Contro i genitori
«Penso che un genitore debba esercitare la propria responsabilità nell'offrire al figlio indirizzi di vita e, se serve, una opportuna correzione. Ma quando un figlio esprime, con le sue critiche, il bisogno di rivedere obiettivi e metodi, si può valutarle come una opportunità per maturare le proprie capacità educative?».
A.B.
I figli crescono e introducono continue novità nella vita di famiglia.
I genitori devono compiere grandi sforzi di comprensione e accoglienza. Nonostante questo, può arrivare il momento in cui il “no” del figlio, che prende una strada diversa da quella mostrata, rischia di rompere la relazione. Ma un genitore può andare al di là del dolore inferto da quel “no”, può cercare di non difendersi e non aggredire. Può sforzarsi di cogliere il bisogno vero del figlio, oppure aiutarlo a capire le sue responsabilità, che non gli vanno tolte perché gli competono. Se il suo “no” è di tipo adulto, e non un passeggero “no” infantile, l’atteggiamento più efficace da parte dei genitori è spostare l’attenzione dalla propria sofferenza alle scelte del figlio. I conflitti più aspri nascono, infatti, quando in un genitore o in entrambi si fa strada un sentimento di “lesa maestà”, che toglie spazio al dialogo e irrigidisce i ruoli.

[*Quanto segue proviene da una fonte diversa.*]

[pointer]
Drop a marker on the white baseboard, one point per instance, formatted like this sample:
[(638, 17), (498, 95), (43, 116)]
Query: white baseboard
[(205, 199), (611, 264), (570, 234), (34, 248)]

Vale la pena in questi momenti dolorosi, dove i genitori si sentono delusi e falliti, ricordare che ogni dolore è un’occasione per guadagnare una posizione mentale e spirituale più avanzata. Nel momento del conflitto bisogna vigilare per distinguere i contenuti (le diversità di pensiero) dalla relazione (che deve restare una relazione d’amore), così da purificare con l’amore ogni diversità.
Il vero metodo educativo è creare le condizioni perché emerga la verità dell’altro, eliminando conflitti e pretesti. In ogni attimo presente la carità, nel dialogo tra genitori e figli, va ricercata, perché possa avvenire ciò che più volte ho sentito testimoniare con queste parole: «È la carità che mi ha fatto scoprire la verità che era in me».